Klinger: Bereits während der Hochzeiten von COVID 19 im Frühjahr waren unterschiedliche Branchen in unterschiedlichem Ausmaß betroffen. So konnten sich einige Unternehmen durch Kurzarbeit ganz gut retten, für andere waren die Konsequenzen so einschlägig, dass sie jetzt langfristige Lösungen finden müssen, was sicherlich auch mit Restrukturierungs- und Personalabbaumaßnehmen verbunden sein wird. Da wir aktuell ein Ende der Krise nicht absehen können und die Entwicklung einzelner Branchen massiv von den wirtschaftlichen Maßnahmen abhängt, die möglicherweise noch verhängt werden, wird dieses Thema sicherlich noch weit ins nächste Jahr hineinreichen.

DB: Ein anderes Thema: Arbeitszeiterfassung. Der EuGH hat im vergangenen Jahr entschieden, dass die Mitgliedsstaaten Unternehmen dazu verpflichten müssen, die Arbeitszeiten ihrer Mitarbeiter systematisch erfassen und entsprechende Arbeitszeiterfassungssysteme einzuführen. Noch hat der deutsche Gesetzgeber nicht reagiert. Wie schätzen Sie das ein: Reagiert der Gesetzgeber noch? Und wenn ja, was könnte da auf Unternehmen zukommen?

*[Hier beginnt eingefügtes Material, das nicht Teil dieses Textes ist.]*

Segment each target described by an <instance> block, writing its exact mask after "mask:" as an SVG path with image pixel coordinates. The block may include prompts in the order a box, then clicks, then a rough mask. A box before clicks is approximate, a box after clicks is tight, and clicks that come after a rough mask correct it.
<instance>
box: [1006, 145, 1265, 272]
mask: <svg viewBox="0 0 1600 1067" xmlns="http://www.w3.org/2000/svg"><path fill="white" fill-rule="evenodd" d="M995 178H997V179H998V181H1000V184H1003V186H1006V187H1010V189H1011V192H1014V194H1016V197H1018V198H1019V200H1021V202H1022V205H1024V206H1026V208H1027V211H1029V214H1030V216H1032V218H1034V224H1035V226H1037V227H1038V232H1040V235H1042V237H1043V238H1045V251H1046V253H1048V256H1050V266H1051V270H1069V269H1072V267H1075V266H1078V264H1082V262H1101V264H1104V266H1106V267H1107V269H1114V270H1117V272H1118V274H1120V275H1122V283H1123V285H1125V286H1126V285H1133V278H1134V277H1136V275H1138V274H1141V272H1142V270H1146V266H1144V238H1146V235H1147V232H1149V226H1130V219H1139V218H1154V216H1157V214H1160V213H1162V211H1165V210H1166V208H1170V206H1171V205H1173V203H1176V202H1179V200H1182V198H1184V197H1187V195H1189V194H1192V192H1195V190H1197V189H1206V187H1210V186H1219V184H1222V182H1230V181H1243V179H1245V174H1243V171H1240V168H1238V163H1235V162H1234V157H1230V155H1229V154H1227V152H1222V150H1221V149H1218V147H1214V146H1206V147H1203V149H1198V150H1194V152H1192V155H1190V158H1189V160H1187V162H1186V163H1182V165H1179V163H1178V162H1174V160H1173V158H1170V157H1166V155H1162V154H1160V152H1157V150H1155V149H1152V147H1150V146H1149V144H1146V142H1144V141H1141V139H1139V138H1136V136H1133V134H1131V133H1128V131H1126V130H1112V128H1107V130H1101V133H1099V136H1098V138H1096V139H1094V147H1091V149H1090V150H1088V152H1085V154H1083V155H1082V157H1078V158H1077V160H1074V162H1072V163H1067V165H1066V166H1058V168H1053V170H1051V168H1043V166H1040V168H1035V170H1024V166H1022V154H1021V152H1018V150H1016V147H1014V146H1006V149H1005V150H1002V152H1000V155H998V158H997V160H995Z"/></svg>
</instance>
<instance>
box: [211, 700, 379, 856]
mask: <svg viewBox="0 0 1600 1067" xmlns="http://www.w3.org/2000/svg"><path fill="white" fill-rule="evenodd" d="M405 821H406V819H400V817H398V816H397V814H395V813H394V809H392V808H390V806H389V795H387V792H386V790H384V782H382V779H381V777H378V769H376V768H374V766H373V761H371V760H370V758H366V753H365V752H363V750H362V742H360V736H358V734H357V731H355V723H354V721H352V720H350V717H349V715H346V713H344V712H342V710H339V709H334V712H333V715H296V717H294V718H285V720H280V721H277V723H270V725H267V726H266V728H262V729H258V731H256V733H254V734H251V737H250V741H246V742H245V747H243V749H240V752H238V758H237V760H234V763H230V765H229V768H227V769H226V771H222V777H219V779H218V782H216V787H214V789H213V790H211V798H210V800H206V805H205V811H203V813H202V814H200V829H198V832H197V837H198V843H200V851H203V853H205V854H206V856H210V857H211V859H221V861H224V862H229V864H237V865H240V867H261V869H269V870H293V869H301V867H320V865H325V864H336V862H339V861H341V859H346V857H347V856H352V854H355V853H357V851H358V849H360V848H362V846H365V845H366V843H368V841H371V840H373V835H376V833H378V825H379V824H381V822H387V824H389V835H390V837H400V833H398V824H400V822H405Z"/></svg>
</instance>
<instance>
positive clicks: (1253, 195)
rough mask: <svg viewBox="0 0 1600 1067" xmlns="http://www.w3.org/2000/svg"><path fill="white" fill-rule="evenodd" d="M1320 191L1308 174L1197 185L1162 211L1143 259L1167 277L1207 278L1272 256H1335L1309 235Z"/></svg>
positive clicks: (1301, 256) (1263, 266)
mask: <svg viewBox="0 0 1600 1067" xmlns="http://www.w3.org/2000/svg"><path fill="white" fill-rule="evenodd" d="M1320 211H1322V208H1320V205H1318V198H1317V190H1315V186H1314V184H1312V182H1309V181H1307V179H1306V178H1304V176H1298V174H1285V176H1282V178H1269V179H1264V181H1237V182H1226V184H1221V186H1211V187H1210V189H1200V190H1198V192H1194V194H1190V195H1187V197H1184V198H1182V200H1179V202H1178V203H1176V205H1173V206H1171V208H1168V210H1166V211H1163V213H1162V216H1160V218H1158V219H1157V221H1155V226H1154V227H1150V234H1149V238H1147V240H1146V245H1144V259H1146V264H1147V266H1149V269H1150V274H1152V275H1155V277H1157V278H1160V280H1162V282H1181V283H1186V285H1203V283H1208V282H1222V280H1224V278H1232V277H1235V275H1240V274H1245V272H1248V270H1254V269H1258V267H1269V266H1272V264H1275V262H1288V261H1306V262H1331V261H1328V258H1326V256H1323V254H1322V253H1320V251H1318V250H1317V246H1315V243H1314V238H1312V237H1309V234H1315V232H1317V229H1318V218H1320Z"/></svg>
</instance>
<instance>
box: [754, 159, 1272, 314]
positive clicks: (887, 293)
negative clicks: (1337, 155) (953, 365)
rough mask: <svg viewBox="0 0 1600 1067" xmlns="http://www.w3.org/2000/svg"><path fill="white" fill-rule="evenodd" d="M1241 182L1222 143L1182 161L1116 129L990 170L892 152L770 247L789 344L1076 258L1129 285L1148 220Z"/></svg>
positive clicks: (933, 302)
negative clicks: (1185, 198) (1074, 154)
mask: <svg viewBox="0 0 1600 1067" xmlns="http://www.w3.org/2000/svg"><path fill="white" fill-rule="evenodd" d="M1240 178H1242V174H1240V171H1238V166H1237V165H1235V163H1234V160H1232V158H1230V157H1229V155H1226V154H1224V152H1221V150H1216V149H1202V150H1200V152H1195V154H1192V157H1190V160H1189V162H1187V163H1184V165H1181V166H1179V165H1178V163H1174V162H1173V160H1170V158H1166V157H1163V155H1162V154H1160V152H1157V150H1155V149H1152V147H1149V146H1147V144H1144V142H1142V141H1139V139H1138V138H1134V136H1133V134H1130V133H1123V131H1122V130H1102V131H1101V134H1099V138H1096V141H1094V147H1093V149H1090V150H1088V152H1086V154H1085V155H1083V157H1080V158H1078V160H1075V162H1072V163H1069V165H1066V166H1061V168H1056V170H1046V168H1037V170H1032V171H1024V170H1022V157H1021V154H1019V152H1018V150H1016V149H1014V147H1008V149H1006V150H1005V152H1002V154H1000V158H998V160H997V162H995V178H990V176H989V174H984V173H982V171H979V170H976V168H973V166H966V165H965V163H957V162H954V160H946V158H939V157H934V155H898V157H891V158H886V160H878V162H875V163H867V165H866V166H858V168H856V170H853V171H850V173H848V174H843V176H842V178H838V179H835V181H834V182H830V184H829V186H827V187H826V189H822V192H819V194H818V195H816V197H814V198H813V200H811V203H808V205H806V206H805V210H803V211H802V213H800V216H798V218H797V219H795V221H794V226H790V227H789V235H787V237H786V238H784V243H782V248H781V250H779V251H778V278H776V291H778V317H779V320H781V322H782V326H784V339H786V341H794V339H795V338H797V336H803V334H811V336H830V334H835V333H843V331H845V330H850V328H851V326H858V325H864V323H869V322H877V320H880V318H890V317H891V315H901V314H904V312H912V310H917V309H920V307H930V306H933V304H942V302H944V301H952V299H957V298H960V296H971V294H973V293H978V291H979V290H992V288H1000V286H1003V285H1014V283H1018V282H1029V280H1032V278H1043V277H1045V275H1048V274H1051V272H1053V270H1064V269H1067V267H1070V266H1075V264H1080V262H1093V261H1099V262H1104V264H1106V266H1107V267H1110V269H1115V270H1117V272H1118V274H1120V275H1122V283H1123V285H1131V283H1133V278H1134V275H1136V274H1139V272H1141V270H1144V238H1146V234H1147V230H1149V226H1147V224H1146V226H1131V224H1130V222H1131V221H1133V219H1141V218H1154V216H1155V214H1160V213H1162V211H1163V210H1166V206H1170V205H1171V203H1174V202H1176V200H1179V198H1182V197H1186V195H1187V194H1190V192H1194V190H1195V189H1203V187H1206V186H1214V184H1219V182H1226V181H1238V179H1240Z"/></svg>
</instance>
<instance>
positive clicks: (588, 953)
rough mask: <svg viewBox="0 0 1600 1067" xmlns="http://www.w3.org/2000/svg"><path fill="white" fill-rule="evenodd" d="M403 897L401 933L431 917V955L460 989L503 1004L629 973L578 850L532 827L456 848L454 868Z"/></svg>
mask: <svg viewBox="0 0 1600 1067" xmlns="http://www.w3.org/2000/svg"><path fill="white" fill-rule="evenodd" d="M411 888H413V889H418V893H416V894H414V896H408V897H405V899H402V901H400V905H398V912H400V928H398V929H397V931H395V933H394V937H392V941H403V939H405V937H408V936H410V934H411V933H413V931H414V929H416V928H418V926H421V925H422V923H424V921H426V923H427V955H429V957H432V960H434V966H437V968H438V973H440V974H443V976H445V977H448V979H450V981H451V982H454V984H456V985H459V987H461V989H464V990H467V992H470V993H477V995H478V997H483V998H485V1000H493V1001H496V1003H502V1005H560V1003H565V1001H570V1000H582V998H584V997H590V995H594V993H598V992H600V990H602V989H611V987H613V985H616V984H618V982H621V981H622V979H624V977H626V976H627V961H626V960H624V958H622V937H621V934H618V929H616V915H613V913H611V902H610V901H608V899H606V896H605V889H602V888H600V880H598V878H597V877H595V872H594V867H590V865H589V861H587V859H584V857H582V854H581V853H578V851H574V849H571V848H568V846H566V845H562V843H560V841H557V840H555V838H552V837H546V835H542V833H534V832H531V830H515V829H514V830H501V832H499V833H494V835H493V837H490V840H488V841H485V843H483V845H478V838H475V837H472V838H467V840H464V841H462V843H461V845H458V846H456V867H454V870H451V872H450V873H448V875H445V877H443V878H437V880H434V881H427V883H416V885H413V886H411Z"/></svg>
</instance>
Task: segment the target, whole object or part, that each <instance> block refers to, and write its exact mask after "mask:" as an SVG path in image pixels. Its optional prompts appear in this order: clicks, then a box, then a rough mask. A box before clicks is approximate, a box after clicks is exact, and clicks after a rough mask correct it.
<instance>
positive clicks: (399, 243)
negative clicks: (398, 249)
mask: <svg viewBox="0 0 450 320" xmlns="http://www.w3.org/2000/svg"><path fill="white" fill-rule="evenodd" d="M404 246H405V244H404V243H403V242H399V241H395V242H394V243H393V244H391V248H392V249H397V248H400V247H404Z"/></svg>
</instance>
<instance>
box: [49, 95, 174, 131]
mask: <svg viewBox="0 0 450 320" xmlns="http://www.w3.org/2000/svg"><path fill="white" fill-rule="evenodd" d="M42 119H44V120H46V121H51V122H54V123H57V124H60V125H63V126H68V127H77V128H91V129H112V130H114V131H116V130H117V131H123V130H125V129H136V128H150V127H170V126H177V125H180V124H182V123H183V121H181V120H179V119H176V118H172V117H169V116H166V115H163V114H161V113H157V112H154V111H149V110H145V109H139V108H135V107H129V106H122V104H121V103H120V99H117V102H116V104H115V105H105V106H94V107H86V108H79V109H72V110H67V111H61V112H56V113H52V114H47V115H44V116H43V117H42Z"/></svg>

Klinger: Die Verpflichtung des deutschen Gesetzgebers hier aktiv zu werden, besteht nach wie vor. Wie eine solche Regelung ausschauen könnte, hat durch das Vorhaben und den aktuellen Entwurf eines Gesetzes zur mobilen Arbeit (MAG) noch mal eine neue Dimension erlangt. Die Herausforderung besteht jetzt, sollte es ein MAG geben, die Regelungen beider Gesetze aufeinander abzustimmen. Bislang gab es zwar diverse Überlegungen und Vorschläge der Verbände, aber noch keinen konkreten Gesetzesentwurf, wie eine Neuregelung des ArbZG ausschauen könnte. Es bleibt daher abzuwarten, wie der Gesetzgeber gedenkt, die weiten Spielräume, die das EuGH Urteil einräumt, umzusetzen.

DB: Unterstellt, der Gesetzgeber ließe sich – auch wegen der Corona-Pandemie – weiter Zeit mit einer solchen Regelung. Sollten Unternehmen von sich aus aktiv werden entsprechende Zeiterfassungssysteme einführen? Wenn ja: Wie sollten diese Systeme aussehen?

Klinger: Der Großteil der Unternehmen in Deutschland (jedenfalls die größeren) verfügen aktuell über technikbasierte Systeme, anhand derer sie die Arbeitszeiten ihrer Mitarbeiter erfassen. Diese Systeme gilt es dann – sollte in absehbarer Zukunft ein verändertes Arbeitszeitgesetz vorliegen –anzupassen. Welche technischen Möglichkeiten dafür in Frage kommen bzw. welche Anforderungen an sie zu stellen sein werden, hängt ganz entscheidend von der Ausgestaltung durch den Gesetzgeber ab. Es wäre völlig kontraproduktiv, sowohl finanziell als auch vom Zeitaufwand, jetzt irgendein technisches System einzuführen, das dann möglicherweise nicht den Regelungen eines neuen Arbeitszeitgesetzes entspricht- Da viele Unternehmen aktuell ohnehin über neue „Work Modelle“ nachdenken, ist das aktuelle „Nicht tätig werden“ des Gesetzgebers auch als Chance zu sehen.

Es wäre wünschenswert, wenn der Gesetzgeber die tatsächlich gelebte Arbeitssituation in den Unternehmen bei der Neuregelung des Gesetzes berücksichtigen würde. Eine vollständige und umfassende Dokumentation der Arbeitszeit ist praktisch nur sehr schwer möglich, da sich berufliche Tätigkeiten immer weniger von privaten Erledigungen abgrenzen lassen: ein privates Telefonat oder die schnelle Bedienung privater Social Media Accounts sind heute Alltag. Ein anderer Aspekt ist der Arbeitsort, von dem aus der Mitarbeiter seine (mobile) Arbeitsleistung erbringt; insbesondere in COVID 19 Zeiten lag dieser nicht zwingend und durchgehend in Deutschland. Einige Arbeitgeber möchten in Zukunft ihren Mitarbeitern auch hier mehr Flexibilität ermöglichen.

Ein neues Zeiterfassungssystem – wenn ein Unternehmen ein solches einführt – sollte auch diese beiden Aspekte berücksichtigen. Einige Anbieter sind bereits dabei, solche flexiblen Systeme zu entwickeln. Das Thema ist wesentlich komplexer als „nur gerade mal“ ein Zeiterfassungssystem einzuführen.

Vielen Dank für das Interview, Frau Klinger!